Then there was silence, broken only by the clicking of the
compass-needles and snapping of watch-cases, as the heads of
columns compared bearings and made appointments for the
rendezvous. Five minutes later the parade-ground was empty; the
green coats of the Goorkhas and the overcoats of the English
troops had faded into the darkness, and the cavalry were cantering
away in the face of a blinding drizzle.

What the Goorkhas and the English did will be seen later on. The
heavy work lay with the horses, for they had to go far and pick
their way clear of habitations. Many of the troopers were natives
of that part of the world, ready and anxious to fight against
their kin, and some of the officers had made private and
unofficial excursions into those hills before.

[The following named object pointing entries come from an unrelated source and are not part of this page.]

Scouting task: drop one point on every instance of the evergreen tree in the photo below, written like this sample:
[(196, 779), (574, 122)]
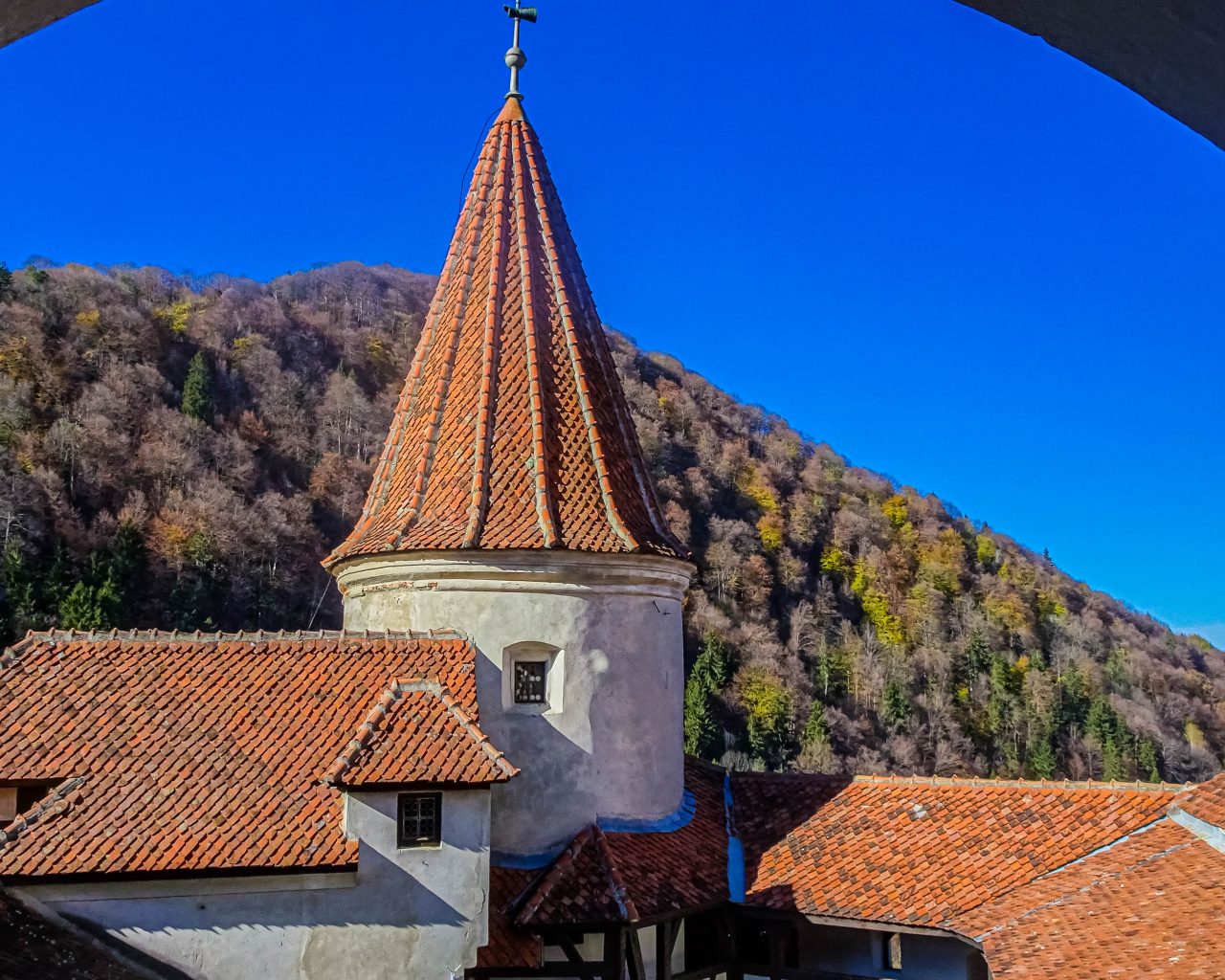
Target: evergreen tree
[(709, 675), (197, 389), (816, 746), (770, 722), (832, 673), (91, 607), (896, 708), (1073, 699), (712, 664), (701, 729), (1147, 761)]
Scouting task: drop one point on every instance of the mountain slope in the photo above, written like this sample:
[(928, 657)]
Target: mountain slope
[(182, 454)]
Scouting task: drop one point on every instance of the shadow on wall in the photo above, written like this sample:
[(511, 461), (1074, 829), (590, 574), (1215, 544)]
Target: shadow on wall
[(550, 758), (386, 896)]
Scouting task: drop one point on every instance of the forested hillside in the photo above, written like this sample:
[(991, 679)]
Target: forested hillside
[(180, 454)]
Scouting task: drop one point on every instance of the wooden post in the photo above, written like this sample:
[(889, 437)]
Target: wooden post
[(613, 954), (665, 937), (733, 956), (637, 970)]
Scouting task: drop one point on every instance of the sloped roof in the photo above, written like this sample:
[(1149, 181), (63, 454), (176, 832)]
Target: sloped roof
[(174, 752), (1151, 904), (418, 733), (507, 945), (617, 876), (1206, 803), (919, 852), (34, 946), (512, 430)]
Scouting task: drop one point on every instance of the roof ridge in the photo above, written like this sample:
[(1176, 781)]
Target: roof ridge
[(46, 806), (620, 892), (1097, 880), (371, 726), (258, 635), (541, 891), (969, 781)]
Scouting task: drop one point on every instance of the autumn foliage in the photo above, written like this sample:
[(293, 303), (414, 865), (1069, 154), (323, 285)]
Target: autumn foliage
[(182, 452)]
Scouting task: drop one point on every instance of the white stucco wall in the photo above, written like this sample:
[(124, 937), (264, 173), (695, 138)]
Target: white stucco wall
[(860, 952), (613, 748), (410, 913)]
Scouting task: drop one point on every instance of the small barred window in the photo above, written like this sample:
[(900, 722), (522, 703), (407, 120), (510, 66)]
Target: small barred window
[(420, 819), (529, 681)]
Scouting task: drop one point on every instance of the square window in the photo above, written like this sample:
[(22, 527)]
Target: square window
[(893, 952), (419, 822), (529, 681)]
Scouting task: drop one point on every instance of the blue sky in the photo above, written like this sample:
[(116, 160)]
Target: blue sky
[(954, 254)]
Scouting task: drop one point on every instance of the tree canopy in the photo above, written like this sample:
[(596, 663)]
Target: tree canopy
[(182, 452)]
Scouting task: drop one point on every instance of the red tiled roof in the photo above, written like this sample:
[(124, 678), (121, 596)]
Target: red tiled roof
[(508, 946), (919, 852), (605, 878), (33, 946), (1206, 801), (512, 430), (418, 733), (1151, 904), (205, 752)]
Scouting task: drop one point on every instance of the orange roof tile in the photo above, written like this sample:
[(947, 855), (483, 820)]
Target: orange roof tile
[(919, 852), (512, 430), (508, 946), (616, 876), (180, 752), (418, 733), (1206, 801), (1151, 904)]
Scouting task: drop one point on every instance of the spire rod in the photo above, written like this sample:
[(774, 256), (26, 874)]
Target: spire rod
[(515, 56)]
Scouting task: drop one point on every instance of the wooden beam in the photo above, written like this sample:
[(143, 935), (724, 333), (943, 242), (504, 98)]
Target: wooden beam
[(568, 970)]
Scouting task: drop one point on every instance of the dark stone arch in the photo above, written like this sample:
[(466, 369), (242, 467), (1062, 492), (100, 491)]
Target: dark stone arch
[(1169, 52)]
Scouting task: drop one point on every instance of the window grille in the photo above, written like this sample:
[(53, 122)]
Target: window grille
[(420, 819), (529, 681)]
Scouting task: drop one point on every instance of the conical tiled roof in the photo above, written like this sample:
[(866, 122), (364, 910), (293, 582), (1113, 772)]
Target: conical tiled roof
[(512, 430)]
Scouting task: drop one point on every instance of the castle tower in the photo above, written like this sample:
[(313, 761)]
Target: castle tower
[(512, 502)]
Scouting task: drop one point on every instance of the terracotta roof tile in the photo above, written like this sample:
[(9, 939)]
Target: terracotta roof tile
[(512, 430), (604, 878), (1151, 904), (418, 733), (1204, 803), (210, 752), (32, 945), (919, 852), (507, 945)]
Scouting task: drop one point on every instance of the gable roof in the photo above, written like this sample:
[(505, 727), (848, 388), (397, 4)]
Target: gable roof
[(919, 852), (1206, 803), (1151, 904), (512, 430), (620, 876), (418, 733), (175, 753)]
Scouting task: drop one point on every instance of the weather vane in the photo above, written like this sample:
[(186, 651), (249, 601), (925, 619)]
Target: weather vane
[(515, 56)]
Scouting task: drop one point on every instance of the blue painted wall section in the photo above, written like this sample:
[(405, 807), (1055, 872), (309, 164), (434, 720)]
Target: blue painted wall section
[(674, 821), (735, 849)]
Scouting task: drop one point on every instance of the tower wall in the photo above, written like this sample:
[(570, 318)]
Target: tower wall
[(608, 743)]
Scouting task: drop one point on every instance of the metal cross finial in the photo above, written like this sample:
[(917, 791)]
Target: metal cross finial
[(515, 56)]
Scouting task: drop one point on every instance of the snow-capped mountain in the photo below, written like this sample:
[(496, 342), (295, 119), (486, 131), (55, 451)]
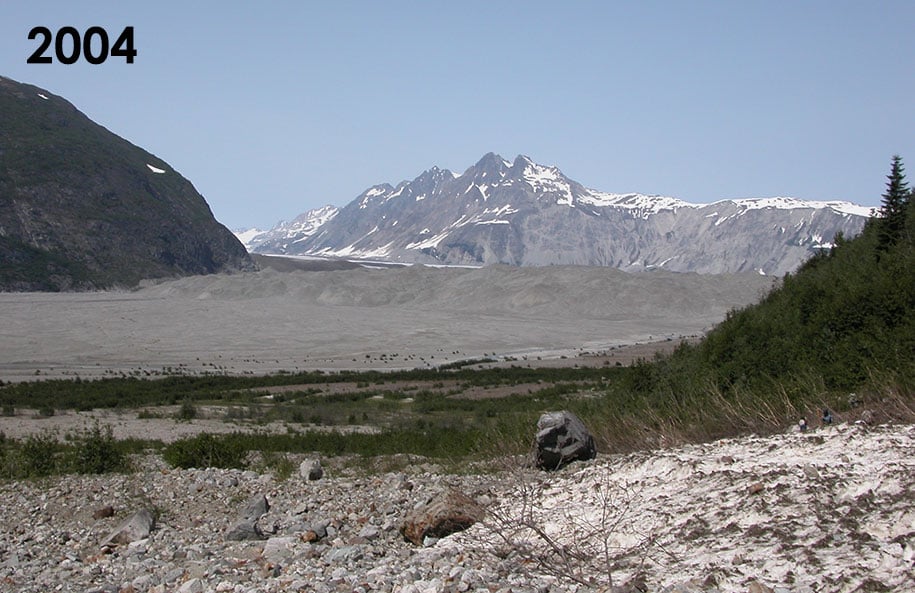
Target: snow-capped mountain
[(283, 237), (522, 213)]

They crossed the
border, found a dried river-bed, cantered up that, walked through
a stony gorge, risked crossing a low hill under cover of the
darkness, skirted another hill, leaving their hoof-marks deep in
some ploughed ground, felt their way along another water-course,
ran over the neck of a spur praying that no one would hear their
horses grunting, and so worked on in the rain and the darkness
till they had left Bersund and its crater of hills a little behind
them, and to the left, and it was time to swing round. The ascent
commanding the back of Bersund was steep, and they halted to draw
breath in a broad level valley below the height. That is to say,
the men reined up, but the horses, blown as they were, refused to
halt. There was unchristian language, the worse for being
delivered in a whisper, and you heard the saddles squeaking in the
darkness as the horses plunged.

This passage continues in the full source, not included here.